Finding the Jordan Form of matrices with mostly 0

Question

I have been studying linear algebra and came across this question which I'm not quite sure how to solve. The problem asks whether the matrices are similar. I wanted to find the Jordan form of 3 matrices and compare to see if they are similar: $A=\begin{bmatrix} 0 & 1 & 1 & 0\cr 0 & 0 & 0& 0\cr 0 & 0 & 0 & 1\cr 0 & 0 & 0 & 0\end{bmatrix} \mbox{ , } B=\begin{bmatrix} 0 & 1 & 0 & 1\cr 0 & 0 & 0 & 0\cr 0 & 0 & 0 & 1\cr 0 & 0 & 0 & 0\end{bmatrix} \mbox{ , } C=\begin{bmatrix} 0 & 0 & 1 & 1\cr 0 & 0 & 0 & 1\cr 0 & 0 & 0 & 0\cr 0 & 0 & 0 & 0\end{bmatrix}$

I know that you have to find the eigenvalues from the characteristic polynomial but I'm not sure what the next step is from there. Also, since the matrices mostly contain $0$s is there a shortcut?

Any help would be greatly appreciated!

Answer 1

The magic words are "sparse matrices" (matrices with "most" entries equal to zero, with some specific measure for "most), but here the really important fact is that they are all strictly upper triangular, not that they are sparse.

1. All three matrices are upper triangular, so the eigenvalues are just the constants in the diagonal.

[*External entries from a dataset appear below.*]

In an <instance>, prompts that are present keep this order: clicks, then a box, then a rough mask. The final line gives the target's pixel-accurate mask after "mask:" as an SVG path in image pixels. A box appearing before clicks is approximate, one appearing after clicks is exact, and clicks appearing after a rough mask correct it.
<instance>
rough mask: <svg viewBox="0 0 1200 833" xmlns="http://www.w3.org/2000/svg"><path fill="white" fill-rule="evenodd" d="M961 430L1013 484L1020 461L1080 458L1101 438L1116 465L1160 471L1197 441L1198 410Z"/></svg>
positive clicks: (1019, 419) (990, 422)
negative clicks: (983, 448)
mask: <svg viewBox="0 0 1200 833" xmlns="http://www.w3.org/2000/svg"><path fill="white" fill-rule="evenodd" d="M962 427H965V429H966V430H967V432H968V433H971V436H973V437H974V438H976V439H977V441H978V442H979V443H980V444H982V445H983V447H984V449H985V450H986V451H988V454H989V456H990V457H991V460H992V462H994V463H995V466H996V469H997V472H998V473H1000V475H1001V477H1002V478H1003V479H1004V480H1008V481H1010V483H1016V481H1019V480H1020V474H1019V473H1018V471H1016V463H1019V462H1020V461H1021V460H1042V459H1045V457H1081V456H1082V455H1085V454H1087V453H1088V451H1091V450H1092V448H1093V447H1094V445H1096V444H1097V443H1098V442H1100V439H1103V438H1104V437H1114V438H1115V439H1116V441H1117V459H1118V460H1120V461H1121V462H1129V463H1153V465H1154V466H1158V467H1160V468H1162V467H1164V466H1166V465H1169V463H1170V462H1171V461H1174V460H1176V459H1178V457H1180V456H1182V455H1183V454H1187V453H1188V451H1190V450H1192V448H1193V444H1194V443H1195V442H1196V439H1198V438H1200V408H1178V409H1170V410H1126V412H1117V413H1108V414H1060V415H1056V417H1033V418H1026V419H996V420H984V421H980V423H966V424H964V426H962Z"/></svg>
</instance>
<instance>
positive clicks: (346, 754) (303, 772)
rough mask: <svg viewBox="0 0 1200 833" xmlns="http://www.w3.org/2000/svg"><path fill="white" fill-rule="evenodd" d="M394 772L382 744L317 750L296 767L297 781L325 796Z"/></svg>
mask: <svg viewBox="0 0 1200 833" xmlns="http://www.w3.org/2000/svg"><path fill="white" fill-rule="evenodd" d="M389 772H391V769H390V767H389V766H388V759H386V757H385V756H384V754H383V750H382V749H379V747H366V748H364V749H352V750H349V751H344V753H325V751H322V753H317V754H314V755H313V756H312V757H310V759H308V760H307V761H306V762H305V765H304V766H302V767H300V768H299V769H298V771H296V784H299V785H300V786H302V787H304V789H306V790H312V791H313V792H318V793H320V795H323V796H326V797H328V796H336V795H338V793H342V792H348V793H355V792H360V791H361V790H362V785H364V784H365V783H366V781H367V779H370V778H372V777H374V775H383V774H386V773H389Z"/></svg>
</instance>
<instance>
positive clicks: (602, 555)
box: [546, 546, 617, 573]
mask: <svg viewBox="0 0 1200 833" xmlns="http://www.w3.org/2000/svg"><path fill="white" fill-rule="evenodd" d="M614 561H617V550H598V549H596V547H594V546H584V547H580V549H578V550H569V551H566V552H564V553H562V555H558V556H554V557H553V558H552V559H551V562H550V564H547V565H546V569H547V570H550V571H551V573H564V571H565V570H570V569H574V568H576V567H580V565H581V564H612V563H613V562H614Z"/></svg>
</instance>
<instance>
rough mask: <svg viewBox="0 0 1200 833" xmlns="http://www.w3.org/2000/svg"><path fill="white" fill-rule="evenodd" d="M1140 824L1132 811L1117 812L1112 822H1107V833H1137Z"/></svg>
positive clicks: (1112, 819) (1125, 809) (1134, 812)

In this case, each of them has a single eigenvalue $\lambda=0$, with algebraic multiplicity $4$.

2. The dimension of the eigenspace corresponding to $\lambda$ is the nullity. From the Rank-Nullity Theorem/Dimension Theorem, it is easier to get the ranks. It is easy to see that in all three cases the rank is $2$, so the nullity is $2$. That means that the eigenspace has dimension $2$.

3. The dimension of the eigenspace is equal to the number of blocks in the Jordan canonical form corresponding to $\lambda=0$. Thus, you have only two possible Jordan Canonical forms for these matrices: either two $2\times 2$ blocks, or one $3\times 3$ block and one $1\times 1$ block.

4. You have two $2\times 2$ blocks if and only if the square of the matrix is $0$. By thinking about what happens to the standard basis upon two applications of the given matrix, it is easy to verify that $A^2\neq 0$ (see what happens to $\mathbf{e}_4$), and that $B^2=C^2=0$.

Answer 2

The number of Jordan blocks of size $n$ for the eigenvalue $\lambda$ is $$2\dim\ker(A-\lambda I)^n-\dim\ker(A-\lambda I)^{n+1}-\dim\ker(A-\lambda I)^{n-1}$$

For the matrix $A$, we have $\dim\ker A=2$, $\dim\ker A^2=3$ and $\dim\ker A^3=4$. This determines completely its Jordan form, which is $J(0,1)\oplus J(0,3)$.

For the matrix $B$, we have $\dim\ker B=2$ and $\dim \ker B^2=4$, therefore its Jordan form is $J(0,2)\oplus J(0,2)$.

For the matrix $C$, we have $\dim \ker C=2$, $\dim \ker C^2=3$ and $\dim\ker C^3=4$, therefore it is similar to $A$.